AJ (Appellant) v JJ (First Respondent) & (1) KK (2) JAJ (3) JUJ (By Their Solicitor NH) (Interveners) (2011)
 EWCA Civ 1448
Private: David Williams QC
Mark Jarman KC
Michael Gration KC
Court of Appeal
A judge should have made a clear finding on whether children objected to being returned to their father in Poland, and should have at least raised the issue of whether he should meet the children face to face. Judges and practitioners had the responsibility to consider in what way and to what extent the Practice Note (Guidelines for judges meeting children who are subject to family proceedings) April 2010 applied during preparations for trial, and during trial.
The appellant children, intervening in proceedings between their father (F) and mother (M), appealed against an order that they be returned to Poland. The parents were Polish nationals and the three children had been born in Poland. After the parents separated, custody was granted to F with contact to M. M came to the United Kingdom and obtained a variation of the contact order to allow for holiday contact in the UK. Whilst the children were in the UK on a visit, M applied in the Polish court for custody and relocation of the children to the UK. M failed to return the children at the end of contact and F began proceedings under the Hague Convention on the Civil Aspects of International Child Abduction 1980 for their return to Poland.
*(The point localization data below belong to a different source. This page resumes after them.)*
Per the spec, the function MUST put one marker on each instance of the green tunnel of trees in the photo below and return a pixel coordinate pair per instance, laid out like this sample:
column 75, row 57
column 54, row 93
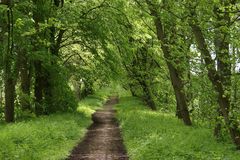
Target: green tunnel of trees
column 177, row 56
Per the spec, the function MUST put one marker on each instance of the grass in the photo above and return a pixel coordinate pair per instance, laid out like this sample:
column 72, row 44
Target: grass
column 48, row 137
column 152, row 135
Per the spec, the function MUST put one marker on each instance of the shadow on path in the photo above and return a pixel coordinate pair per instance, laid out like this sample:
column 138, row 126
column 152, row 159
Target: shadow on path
column 103, row 140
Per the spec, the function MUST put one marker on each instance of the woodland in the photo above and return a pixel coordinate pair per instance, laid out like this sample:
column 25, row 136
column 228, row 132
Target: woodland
column 175, row 65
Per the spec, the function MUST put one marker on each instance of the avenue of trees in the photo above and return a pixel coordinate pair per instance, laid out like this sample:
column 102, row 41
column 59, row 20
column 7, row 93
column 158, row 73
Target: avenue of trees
column 177, row 56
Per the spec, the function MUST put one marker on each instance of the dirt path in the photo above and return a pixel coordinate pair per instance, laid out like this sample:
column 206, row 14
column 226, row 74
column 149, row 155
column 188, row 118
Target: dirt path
column 103, row 140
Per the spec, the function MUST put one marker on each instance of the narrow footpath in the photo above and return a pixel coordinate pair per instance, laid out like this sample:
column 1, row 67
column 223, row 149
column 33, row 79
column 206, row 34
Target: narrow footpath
column 103, row 140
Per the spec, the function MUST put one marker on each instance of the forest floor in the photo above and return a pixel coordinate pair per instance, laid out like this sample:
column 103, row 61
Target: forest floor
column 103, row 140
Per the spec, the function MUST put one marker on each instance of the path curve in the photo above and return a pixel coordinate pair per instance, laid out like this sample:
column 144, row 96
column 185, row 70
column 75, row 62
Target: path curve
column 103, row 140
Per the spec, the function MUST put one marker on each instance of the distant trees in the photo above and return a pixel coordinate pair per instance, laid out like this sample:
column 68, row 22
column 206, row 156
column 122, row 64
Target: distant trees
column 178, row 56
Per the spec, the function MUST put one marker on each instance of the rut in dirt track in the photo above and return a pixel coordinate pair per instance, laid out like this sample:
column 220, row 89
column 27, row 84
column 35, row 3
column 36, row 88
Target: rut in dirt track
column 103, row 140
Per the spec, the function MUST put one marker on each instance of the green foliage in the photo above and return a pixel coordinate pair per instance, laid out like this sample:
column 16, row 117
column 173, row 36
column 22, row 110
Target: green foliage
column 157, row 135
column 47, row 137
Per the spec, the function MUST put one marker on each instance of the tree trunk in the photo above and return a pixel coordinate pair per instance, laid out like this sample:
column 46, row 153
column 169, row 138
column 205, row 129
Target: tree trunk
column 148, row 95
column 176, row 80
column 38, row 88
column 26, row 75
column 223, row 100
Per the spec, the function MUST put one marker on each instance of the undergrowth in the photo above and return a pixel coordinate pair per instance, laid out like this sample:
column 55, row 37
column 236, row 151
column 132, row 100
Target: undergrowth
column 152, row 135
column 48, row 137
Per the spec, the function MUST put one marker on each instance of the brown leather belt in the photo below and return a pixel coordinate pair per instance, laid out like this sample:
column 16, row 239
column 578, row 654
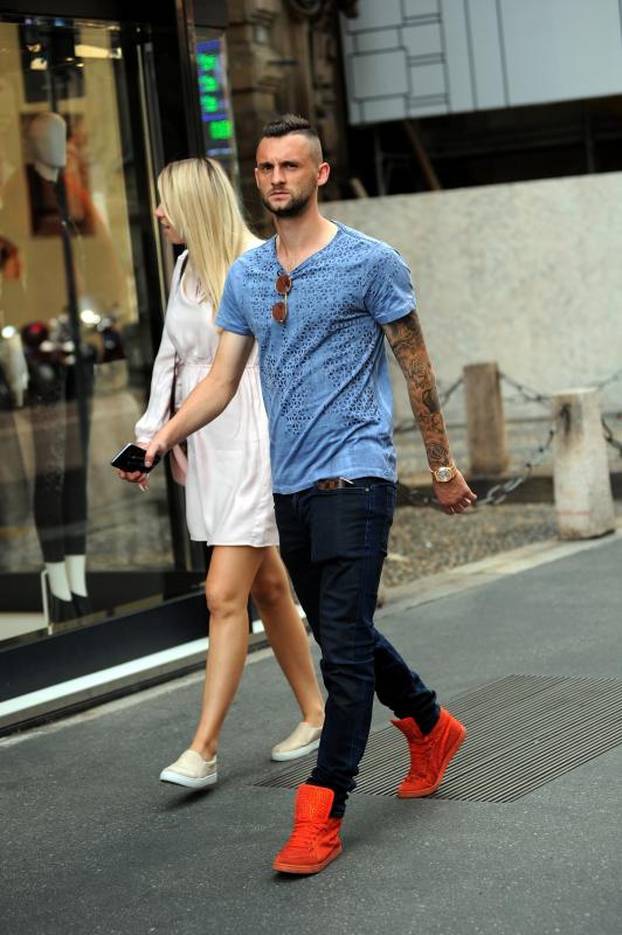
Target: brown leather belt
column 333, row 483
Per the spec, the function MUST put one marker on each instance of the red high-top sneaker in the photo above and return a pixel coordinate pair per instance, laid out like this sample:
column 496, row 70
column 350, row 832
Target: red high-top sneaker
column 429, row 753
column 314, row 841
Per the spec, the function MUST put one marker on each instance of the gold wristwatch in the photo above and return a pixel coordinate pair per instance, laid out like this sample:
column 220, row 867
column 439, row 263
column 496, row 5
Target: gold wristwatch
column 445, row 473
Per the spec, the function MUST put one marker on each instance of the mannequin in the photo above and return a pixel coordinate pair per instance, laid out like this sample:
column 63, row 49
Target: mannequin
column 60, row 387
column 14, row 499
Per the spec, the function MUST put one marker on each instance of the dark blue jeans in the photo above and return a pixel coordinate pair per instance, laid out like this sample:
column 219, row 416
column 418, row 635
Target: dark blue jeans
column 333, row 543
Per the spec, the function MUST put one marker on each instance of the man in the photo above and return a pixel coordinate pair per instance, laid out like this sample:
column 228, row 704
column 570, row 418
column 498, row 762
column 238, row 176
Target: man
column 319, row 299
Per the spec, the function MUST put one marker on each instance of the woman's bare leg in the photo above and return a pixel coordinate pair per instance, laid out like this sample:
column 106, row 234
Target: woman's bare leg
column 231, row 573
column 285, row 631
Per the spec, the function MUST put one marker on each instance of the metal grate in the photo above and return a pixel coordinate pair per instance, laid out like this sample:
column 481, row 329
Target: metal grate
column 523, row 731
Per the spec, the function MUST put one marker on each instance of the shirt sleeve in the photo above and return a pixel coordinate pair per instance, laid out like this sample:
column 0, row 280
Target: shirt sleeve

The children and family reporter filed a statement that the children had expressed a strong wish to remain in the UK with M, and that the eldest boy, who was just over 15 years old, would refuse to get on the plane. The reporter gave her view that joinder of the children as parties with separate representation would not sufficiently enhance the court’s understanding so as to justify the additional expense and delay. The judge doubted whether the children’s objections were made out, but decided that if they were he should exercise his discretion to order their return. The children then obtained representation and permission to appeal. The children submitted that the judge had (1) failed to make a clear finding on whether they objected to return; (2) erred by not of his own motion ordering separate representation for them, or meeting with them to gauge their true positions.
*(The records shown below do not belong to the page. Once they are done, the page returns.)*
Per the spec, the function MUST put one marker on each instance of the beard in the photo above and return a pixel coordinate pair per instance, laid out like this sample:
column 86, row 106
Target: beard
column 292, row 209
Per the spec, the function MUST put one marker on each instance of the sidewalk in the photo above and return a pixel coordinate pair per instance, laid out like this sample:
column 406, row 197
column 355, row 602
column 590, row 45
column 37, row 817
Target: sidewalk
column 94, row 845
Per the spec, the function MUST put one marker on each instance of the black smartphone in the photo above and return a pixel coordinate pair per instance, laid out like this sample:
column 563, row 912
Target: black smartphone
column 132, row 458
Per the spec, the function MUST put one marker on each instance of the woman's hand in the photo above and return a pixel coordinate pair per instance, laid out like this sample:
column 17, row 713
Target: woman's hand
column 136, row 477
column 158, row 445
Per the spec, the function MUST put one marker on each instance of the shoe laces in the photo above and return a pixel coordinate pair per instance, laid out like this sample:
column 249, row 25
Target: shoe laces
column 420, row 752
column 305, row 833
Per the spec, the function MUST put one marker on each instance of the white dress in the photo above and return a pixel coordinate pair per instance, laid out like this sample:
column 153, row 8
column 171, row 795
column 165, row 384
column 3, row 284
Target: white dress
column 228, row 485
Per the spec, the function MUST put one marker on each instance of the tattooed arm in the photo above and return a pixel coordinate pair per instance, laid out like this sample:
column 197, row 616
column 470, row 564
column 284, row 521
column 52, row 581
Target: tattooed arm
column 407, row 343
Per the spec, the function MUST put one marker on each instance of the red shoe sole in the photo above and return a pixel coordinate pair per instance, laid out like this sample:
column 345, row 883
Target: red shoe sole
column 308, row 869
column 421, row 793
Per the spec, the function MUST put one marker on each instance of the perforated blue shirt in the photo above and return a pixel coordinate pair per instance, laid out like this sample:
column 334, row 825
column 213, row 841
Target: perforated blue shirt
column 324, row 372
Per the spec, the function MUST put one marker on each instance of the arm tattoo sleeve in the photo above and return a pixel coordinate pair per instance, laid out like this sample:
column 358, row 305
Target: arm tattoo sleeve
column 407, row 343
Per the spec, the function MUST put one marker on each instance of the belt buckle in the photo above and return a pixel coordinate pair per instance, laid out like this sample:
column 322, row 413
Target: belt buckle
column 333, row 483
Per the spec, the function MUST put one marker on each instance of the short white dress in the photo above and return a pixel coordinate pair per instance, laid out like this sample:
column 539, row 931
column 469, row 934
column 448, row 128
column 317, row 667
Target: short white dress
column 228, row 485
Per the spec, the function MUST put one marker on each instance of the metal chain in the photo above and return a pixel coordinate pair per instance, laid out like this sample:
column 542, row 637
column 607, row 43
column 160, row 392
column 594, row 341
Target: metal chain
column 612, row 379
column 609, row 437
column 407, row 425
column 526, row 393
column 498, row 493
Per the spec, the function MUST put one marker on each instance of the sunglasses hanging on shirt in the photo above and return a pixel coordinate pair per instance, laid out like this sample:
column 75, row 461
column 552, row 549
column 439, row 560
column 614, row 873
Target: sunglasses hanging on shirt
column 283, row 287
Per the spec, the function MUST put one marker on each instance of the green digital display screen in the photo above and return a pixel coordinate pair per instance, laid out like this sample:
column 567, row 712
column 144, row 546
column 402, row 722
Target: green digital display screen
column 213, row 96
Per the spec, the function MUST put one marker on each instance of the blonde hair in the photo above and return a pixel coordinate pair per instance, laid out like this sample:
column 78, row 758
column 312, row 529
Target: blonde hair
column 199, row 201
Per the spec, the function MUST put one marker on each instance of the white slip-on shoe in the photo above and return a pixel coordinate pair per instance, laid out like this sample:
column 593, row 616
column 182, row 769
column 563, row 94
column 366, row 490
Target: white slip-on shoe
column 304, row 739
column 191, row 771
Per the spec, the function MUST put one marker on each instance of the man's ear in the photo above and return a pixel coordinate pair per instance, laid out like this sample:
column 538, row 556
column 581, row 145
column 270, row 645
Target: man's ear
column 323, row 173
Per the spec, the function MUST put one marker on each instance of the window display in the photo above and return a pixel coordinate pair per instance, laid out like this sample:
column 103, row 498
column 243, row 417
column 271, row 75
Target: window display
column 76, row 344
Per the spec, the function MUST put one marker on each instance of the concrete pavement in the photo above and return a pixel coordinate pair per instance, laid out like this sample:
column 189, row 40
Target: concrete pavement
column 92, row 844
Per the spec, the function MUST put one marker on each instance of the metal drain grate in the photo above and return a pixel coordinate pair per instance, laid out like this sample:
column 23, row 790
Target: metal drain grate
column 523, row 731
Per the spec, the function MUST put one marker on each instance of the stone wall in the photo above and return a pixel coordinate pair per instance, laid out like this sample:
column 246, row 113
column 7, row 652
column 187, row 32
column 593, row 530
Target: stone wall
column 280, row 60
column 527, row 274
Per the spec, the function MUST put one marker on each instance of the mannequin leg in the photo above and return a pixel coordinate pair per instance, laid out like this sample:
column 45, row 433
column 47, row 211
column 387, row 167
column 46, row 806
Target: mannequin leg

(1) The judge had been required to make a clear finding on whether the children objected to return, which was in effect the only issue in the case. The evidence of the children’s objections was not scant or weak. A clear finding that their objection had not been made good would have been the end of the case. Equally, a proper exercise of the discretion would only be triggered and conducted by an unequivocal finding that the objections had been made good (see para.29 of judgment). (2) In the circumstances, it was hopeless to argue that the judge should have ordered separate representation of his own motion. However, the judge had erred in not at least raising with the parties the need for him to meet the children face to face. The flow of authority pointed towards a meeting, C v W (2007) EWHC 1349 (Fam), (2007) 2 FLR 900, R (A Child) (Abduction: Child’s Objections), Re (2009) EWHC 3074 (Fam), (2010) 1 FLR 1229 and G (Children) (Abduction: Children’s Objections), Re (2010) EWCA Civ 1232, (2011) 1 FLR 1645 considered. Further, judges and practitioners had the responsibility to consider in what way and to what extent the Practice Note (Guidelines for judges meeting children who are subject to family proceedings) April 2010 applied during preparations for trial, and during trial. A return order in respect of a boy on the threshold of escape from the court’s Convention jurisdiction and determined to fight enforcement had to be very carefully thought through by any trial judge. Practicalities, consequences and reassurance could be ventilated in a meeting, and the judge’s authority could be an influence for acceptance of return. Importantly a meeting would give the judge an opportunity to directly assess where a return order would lead if enforcement were resisted. The hearing was remitted for reconsideration of the discretion to order return (paras 30, 33-36, 38, 40-41, 43).